GRIZZLY PEAR

written snapshots

Category: Life

  • A missing Lotto ticket

    I have been lucky to avoid nightmares since childhood, but I had the closest thing this morning. I dreamt that I may have owned a winning lottery ticket for a $253 million dollar drawing.

    But I couldn’t find it!

    So the dream consisted of running around the house looking for it, but that wasn’t the nightmare.

    The nightmarish part was two-fold.

    If I couldn’t find the lotto ticket, I’d live forever with regret. Even in the dream, I was well aware of the fallibility of memory so I wasn’t completely certain I actually had the winning numbers. But I really wanted to know for sure.

    And if I had won the lottery…well, then my life as I knew it was completely over. It might be a nice change, but I’ve read enough to know lottery winners often fare quite poorly.

    But ultimately I can’t complain. The dream was set in my grandparent’s house and I was running around with my grandmother looking for the ticket. I haven’t dreamt of her in years so it quite pleasant to visit with them, frantic as it may have been.

  • Creature comforts

    Coming down with a cold with a nasty sore throat has one minor benefit.

    It made me realize how awesome things are in this modern world.

    Hot water on command,
    Central heating or air conditioning,
    Nice soft comfy blankets,
    Mattress too,
    Paid sick leave,
    Soup,
    Showers,
    Podcasts,
    Kleenex,
    Sewer system,
    and the backstop of an advanced medical system.

    All those little things add up when your body is raging in its battle with a virus.

  • Checklists, Atul Gawande, 2009

    One of my favorite books is Atul Gawande’s Checklist Manifesto.

    The other day I had to pull some photos off the phone so I decided to write one up so my wife could do so later.

    Yikes, what a convoluted process.

    I mean, I always knew it was a convoluted process, but this exercise really highlighted how convoluted it is.

    Looks like I have some streamlining to do.

    Or maybe not. Could be that this extra effort is worth not buying another computer or hard drive.

  • Mottos

    I was bouncing around the internet and veered onto a short promotional video for my alma mater, UC Berkeley. At the end the speaker closed with “Fiat Lux”. The English translation of this phrase, “Let there be Light” is on the university seal, but the exotic brevity of the Latin made it extra cool.

    That made me think of my current institution’s motto, “All for Country”, a high calling even if I’m not ready to commit “All”.

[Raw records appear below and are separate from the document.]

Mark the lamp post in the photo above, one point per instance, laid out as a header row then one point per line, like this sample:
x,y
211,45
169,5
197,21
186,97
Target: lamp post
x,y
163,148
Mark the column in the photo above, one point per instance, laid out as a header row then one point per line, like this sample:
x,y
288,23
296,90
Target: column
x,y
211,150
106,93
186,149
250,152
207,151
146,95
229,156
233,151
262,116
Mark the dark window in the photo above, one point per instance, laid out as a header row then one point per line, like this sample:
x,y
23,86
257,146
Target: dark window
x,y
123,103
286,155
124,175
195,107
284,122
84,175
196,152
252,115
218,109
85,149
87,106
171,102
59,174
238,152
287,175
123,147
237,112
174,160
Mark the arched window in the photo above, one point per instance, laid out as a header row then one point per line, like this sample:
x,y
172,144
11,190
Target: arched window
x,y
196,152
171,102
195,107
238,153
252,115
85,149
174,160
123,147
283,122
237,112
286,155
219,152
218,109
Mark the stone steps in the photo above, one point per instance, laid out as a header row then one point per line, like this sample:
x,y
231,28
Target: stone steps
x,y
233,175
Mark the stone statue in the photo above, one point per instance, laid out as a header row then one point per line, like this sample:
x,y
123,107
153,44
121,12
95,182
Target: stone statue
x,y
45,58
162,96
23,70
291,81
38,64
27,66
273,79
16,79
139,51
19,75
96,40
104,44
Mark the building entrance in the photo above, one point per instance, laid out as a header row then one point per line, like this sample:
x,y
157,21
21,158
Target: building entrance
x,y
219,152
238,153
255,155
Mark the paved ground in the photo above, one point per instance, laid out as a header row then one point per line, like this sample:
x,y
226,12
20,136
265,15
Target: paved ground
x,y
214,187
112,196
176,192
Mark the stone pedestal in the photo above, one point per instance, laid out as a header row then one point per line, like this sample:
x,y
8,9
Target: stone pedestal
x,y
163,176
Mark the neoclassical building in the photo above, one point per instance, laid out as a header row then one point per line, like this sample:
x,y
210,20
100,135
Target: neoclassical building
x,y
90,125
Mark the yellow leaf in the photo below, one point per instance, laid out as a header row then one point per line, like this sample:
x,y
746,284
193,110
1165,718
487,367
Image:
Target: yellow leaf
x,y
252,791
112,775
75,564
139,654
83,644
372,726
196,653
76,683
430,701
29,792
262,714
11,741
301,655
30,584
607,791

    Even so, both of these are a bit more exciting than the motto of my graduate school, Rice University. “Letters, Science, Art”, which is descriptive enough I guess.

    I suspect that having its not a bad idea to have a good motto for constantly centering oneself. The hard part is finding that particular mantra.

  • Who you are

    Fate and luck can be cruel and unfair, but sometimes, people are also held back by their own limitations.

    Sometimes you are where you’re at because of who you are.

    The trick is personally choosing these limitations knowing the consequences, not blindly allowing circumstance, genetics, or previous habit determine what those are.

  • The weekend detox

    In order to avoid getting addicted to caffeine, so I have a general rule of not drinking any such beverages on the weekend.

    It’s a rule that has worked so far.

    The question is what else should I detox from?

    And the corollary would be, if it requires a detox, why not just abstain altogether?

  • Meeting the resistance at home

    Steven Pressfield has created this specific term “resistance” to describe all the internal mental stuff that keeps you away from doing your best work.

    I woke up this morning realizing that I’m pretty good at jumping into projects at the office, but I do encounter significant the resistance at home.

    It’s not that life at home is a wreck, but I think our papers and finances could be better systematized and organized.

    The question then, is what I plan on cutting out, so that I take the time to square things away.

    As always I guess item #1 is screen time.

  • Buying time

    You don’t buy time during the deadline.

    Time is bought it during the body of the project, during the doldrums between the start and the finish.

    Buy time when it is cheap and plentiful; at the end it is priceless, but no longer for sale.

  • Faith in a couple hard drives

    All my photos are essentially on two hard drives plus whatever is uploaded to carbonite.

    Technically that meets the 3-2-1 rule, three devices, two different types, one off site.

    But still, it does seem a little bit too much faith to put into technology.

    But as a parent of two kids, when would I make time to print these out? What would be the opportunity cost of that?

    As always, trade-offs.

  • Discovery Museum, Las Vegas

    The other day, we went to a free event at the Discovery Children’s Museum.

    A couple years ago we had a membership to this museum, so it was intensely nostalgic to watch our daughter in the same space we used to frequent regularly, just a couple years older.

    It seems to be a frequent theme on this blog, but it’s worth repeating. Single days crawl slowly, but time disappears fast.

    As for the trip, the girl had just as much fun as before, but we found the place equally boring as before. We still prefer Springs Preserve.